I am calling two C++ functions from C#. While doing that in a iteration for around 1 million call i am seeing a overhead of about 30%.
C++ function :
EXTERN_C void STDAPICALLTYPE FunctionA(UINT_PTR mathId)
{
...
...
}
In my C# assembly dll as :
[DllImport("CPlusPlus.dll")]
public static extern void FunctionA([In] IntPtr mathID);
Called from function as below:
public static void HelpingFunction([In]UInt64 mathID)
{
FunctionA((IntPtr)mathID);
}
This way of implementation is creating more overhead when the "HelpingFunction" is called more than a million times.
Can someone give me other ideas so that the overhead can be reduced? What are the other ways to call a C++ function from a C# assembly?
This can become overhead if the execution time of function is less than the switching time from the caller function to called function (callee). For functions that are large and/or perform complex tasks, the overhead of the function call is usually insignificant compared to the amount of time the function takes to run.
Memory overhead is at a minimum when you use functions because you do not duplicate code; inlined code is duplicated into the call site. Performance overhead these days is negligible because modern architectures are really good predicting and calling with about 1-2 cycle overhead only.
There is not much overhead at all, especially with small (inline-able) functions or even classes.
Overhead refers to the ongoing business expenses not directly attributed to creating a product or service. It is important for budgeting purposes but also for determining how much a company must charge for its products or services to make a profit.
You can try to add SuppressUnmanagedCodeSecurityAttribute
.
Allows managed code to call into unmanaged code without a stack walk.

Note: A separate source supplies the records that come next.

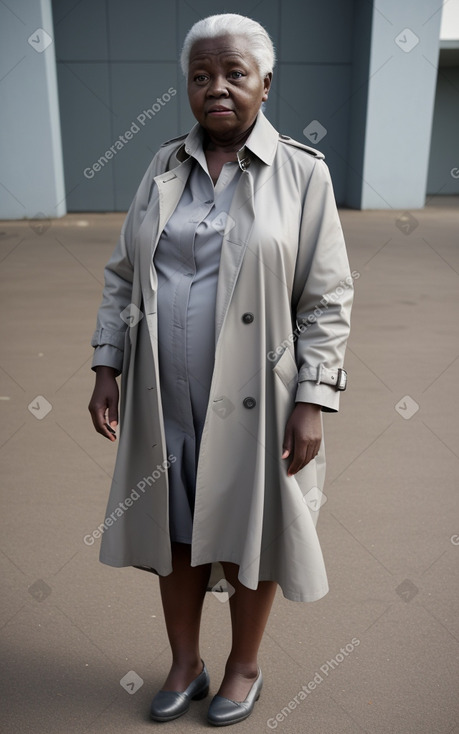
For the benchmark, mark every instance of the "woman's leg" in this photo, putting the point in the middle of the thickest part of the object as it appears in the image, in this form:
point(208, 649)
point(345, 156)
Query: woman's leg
point(249, 613)
point(182, 595)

https://msdn.microsoft.com/en-us/library/system.security.suppressunmanagedcodesecurityattribute.aspx
But on p/invoke call always will be fixed cost overhead:
PInvoke has an overhead of between 10 and 30 x86 instructions per call. In addition to this fixed cost, marshaling creates additional overhead. There is no marshaling cost between blittable types that have the same representation in managed and unmanaged code. For example, there is no cost to translate between int and Int32.